Our team climbed a steep path to the summit, through dense tropical forests above the lake of Calderas. Higher, the pieces of slag were larger. At the higher altitudes we found pieces of stone gleaming like white marble. Despite the awesome spectacle above us, the forest around us was serene; birds sang in the lush tropical trees that were hung with orchids. Ahead, we could hear the ominous roar of the volcano!

Higher, we saw more and more slag and hot lava that had hit the ground, burning grass, bushes and trees.

Vultures were hovering in the air or sitting in the trees around us, for there were many cadavers of horses and cows on the ground to feed on. Some of the trees were still burning, others lay on the ground, barked and torn to pieces. The valley and the hills around us looked like a black desert, no green, no twigs, no branches, no sign of life.

Then, we saw the crater, a huge chasm, and in the middle of two cone–shaped volcano peaks of Pacaya and McKinsey. The site was that of the surface of the moon.

The lower peak sent red lava and stones more than 100 feet in the air. Thunder followed and the echo resounded in the mountains. Stones flew sizzling through the air like projectiles. They hit the slope in a cloud of dust and rolled with a roaring noise in the abyss. On one side, lava was pouring down the slope in a steady stream.

The platform from where we observed the crater revealed a small marble plate. This was all that was left of a 10 foot monument and green park where tourist had camped at night. Francisco Peralta, the guardian of the electricity plant in the next valley, told us that he started running, when he heard the explosion. Big stones hit the ground only a few yards around him. He got burned. He was deaf and blind and ran for his life.

We put the safety helmets on and descended into the crater. One slope of the McKinsey volcano looked fairly safe. Here we started our dangerous climb. We crawled forward on the warm slippery sand. Would the volcano explode again? Would a stone hit us? Faster and faster we climbed the steep slope. Once we almost decided to return when a stone hit the ground to our left. But it was like a fever. We had to make it. And we made it. We stood on the summit and the heat wave hit us. The air was glimmering and blurred the view of the volcanoes in the background. Below us, we saw the open mouth of the volcano Pacaya. And then it sent huge masses of red lava in the air and we ran back down the slope. Five seconds we had stayed on the summit of McKinsey. We took pictures of the new crater, 80 feet wide that had opened after the blast.

We thought that there was little danger of a new explosion as the material that had blocked the magma, deep down in the earth, was obviously blown away. The new crater seemed to permit all the lava and all the gasses to leave. We shared the opinion of the Canadian geologist, Michael Eisner, that the explosion was positive.

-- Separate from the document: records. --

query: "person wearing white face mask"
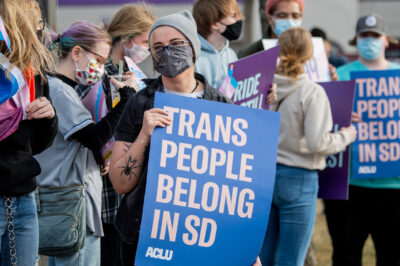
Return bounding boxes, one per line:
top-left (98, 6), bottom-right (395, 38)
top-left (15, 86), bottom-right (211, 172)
top-left (238, 0), bottom-right (304, 58)
top-left (35, 22), bottom-right (132, 266)
top-left (324, 15), bottom-right (400, 266)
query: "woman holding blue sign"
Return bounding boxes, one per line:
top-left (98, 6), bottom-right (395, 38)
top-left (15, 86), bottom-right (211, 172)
top-left (260, 28), bottom-right (356, 266)
top-left (325, 15), bottom-right (400, 266)
top-left (0, 0), bottom-right (57, 266)
top-left (110, 11), bottom-right (262, 265)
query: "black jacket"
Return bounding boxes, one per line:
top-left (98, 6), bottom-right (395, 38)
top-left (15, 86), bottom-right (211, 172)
top-left (0, 76), bottom-right (57, 196)
top-left (115, 73), bottom-right (232, 244)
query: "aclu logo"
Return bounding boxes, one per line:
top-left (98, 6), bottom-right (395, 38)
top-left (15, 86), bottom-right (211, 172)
top-left (145, 247), bottom-right (174, 261)
top-left (358, 165), bottom-right (376, 174)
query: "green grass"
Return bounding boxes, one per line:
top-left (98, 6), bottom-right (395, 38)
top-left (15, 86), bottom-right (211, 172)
top-left (313, 200), bottom-right (375, 266)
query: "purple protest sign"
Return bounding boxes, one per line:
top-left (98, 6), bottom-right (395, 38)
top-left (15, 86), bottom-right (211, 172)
top-left (229, 46), bottom-right (279, 110)
top-left (318, 81), bottom-right (355, 200)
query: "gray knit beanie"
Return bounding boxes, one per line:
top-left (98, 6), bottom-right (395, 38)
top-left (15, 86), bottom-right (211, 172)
top-left (149, 10), bottom-right (201, 60)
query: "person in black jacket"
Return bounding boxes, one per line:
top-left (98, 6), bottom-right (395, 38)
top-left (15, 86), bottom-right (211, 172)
top-left (110, 11), bottom-right (260, 265)
top-left (0, 0), bottom-right (57, 265)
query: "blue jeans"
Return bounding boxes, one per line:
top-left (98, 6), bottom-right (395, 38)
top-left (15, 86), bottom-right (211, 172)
top-left (48, 228), bottom-right (100, 266)
top-left (0, 192), bottom-right (39, 266)
top-left (260, 164), bottom-right (318, 266)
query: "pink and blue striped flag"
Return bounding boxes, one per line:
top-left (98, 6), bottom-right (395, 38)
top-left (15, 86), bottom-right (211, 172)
top-left (219, 65), bottom-right (238, 98)
top-left (0, 17), bottom-right (11, 52)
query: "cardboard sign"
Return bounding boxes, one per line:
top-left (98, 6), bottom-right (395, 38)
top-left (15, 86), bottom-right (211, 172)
top-left (230, 46), bottom-right (279, 109)
top-left (318, 81), bottom-right (355, 200)
top-left (263, 37), bottom-right (332, 82)
top-left (135, 92), bottom-right (279, 266)
top-left (350, 70), bottom-right (400, 178)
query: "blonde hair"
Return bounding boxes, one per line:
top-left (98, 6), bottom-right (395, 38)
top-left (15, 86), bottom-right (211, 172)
top-left (276, 28), bottom-right (314, 79)
top-left (0, 0), bottom-right (54, 77)
top-left (107, 4), bottom-right (155, 44)
top-left (192, 0), bottom-right (243, 38)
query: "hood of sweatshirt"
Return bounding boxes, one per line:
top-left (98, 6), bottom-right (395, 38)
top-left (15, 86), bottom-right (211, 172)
top-left (274, 73), bottom-right (308, 103)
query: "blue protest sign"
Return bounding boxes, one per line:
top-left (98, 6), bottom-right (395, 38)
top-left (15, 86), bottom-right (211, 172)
top-left (135, 93), bottom-right (279, 266)
top-left (350, 70), bottom-right (400, 178)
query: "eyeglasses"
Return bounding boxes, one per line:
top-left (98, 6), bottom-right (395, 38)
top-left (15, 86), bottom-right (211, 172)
top-left (82, 48), bottom-right (107, 65)
top-left (149, 41), bottom-right (190, 55)
top-left (272, 12), bottom-right (303, 19)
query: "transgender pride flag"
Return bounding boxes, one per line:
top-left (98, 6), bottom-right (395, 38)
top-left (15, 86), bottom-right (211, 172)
top-left (0, 17), bottom-right (11, 51)
top-left (219, 65), bottom-right (238, 99)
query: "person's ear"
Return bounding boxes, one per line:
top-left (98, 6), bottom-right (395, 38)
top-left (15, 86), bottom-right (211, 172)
top-left (71, 45), bottom-right (82, 62)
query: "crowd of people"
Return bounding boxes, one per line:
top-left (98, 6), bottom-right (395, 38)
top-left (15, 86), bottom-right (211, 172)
top-left (0, 0), bottom-right (400, 266)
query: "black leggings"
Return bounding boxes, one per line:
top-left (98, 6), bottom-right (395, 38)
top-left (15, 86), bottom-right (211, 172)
top-left (324, 186), bottom-right (400, 266)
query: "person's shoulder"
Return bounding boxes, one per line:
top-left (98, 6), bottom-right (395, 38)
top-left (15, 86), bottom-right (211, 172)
top-left (238, 39), bottom-right (264, 58)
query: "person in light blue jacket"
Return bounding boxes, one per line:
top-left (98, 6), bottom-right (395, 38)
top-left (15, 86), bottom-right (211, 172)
top-left (193, 0), bottom-right (243, 89)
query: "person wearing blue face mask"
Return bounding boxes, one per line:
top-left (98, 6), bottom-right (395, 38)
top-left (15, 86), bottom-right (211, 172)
top-left (324, 15), bottom-right (400, 266)
top-left (238, 0), bottom-right (304, 58)
top-left (193, 0), bottom-right (243, 89)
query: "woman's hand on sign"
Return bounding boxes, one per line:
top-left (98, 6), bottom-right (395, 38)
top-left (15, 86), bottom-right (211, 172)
top-left (351, 112), bottom-right (362, 123)
top-left (26, 97), bottom-right (56, 120)
top-left (329, 65), bottom-right (339, 81)
top-left (138, 108), bottom-right (171, 142)
top-left (253, 257), bottom-right (262, 266)
top-left (110, 71), bottom-right (138, 92)
top-left (266, 83), bottom-right (278, 105)
top-left (340, 125), bottom-right (357, 142)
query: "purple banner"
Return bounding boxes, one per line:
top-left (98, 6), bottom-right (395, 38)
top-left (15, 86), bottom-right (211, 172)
top-left (58, 0), bottom-right (243, 6)
top-left (229, 46), bottom-right (279, 110)
top-left (318, 81), bottom-right (355, 200)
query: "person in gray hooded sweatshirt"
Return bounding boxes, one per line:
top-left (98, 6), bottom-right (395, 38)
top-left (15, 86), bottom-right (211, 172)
top-left (260, 28), bottom-right (356, 266)
top-left (193, 0), bottom-right (243, 90)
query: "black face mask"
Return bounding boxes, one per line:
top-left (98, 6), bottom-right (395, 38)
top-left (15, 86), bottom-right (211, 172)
top-left (153, 45), bottom-right (193, 78)
top-left (221, 20), bottom-right (243, 41)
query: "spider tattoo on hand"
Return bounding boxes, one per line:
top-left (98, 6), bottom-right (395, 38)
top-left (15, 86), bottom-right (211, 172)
top-left (118, 156), bottom-right (140, 181)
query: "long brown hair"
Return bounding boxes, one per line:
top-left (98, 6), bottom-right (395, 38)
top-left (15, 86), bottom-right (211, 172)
top-left (276, 28), bottom-right (314, 79)
top-left (0, 0), bottom-right (54, 76)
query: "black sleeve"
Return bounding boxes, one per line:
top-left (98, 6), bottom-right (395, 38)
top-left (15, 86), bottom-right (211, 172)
top-left (71, 87), bottom-right (132, 152)
top-left (30, 75), bottom-right (58, 155)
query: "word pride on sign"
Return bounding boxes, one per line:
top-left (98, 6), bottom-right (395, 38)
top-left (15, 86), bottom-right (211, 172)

It had released the energies that provoke earthquakes, like the one that hit Guatemala in 1976, killing more than 10,000 people. We thought the activity would soon decrease and allow the Pacaya to be a "tourist–volcano" again.

But on January 25, at 6:15, at sunset, the Pacaya erupted more forceful than ever in his history: a column of black smoke, five miles high, was seen from the capital. Lava streamed over the summits, also there where we had stood. All the surrounding villages were evacuated. Two men died of heart–attacks. The once peaceful volcano Pacaya and the green valleys around it were, for this generation of man, lost.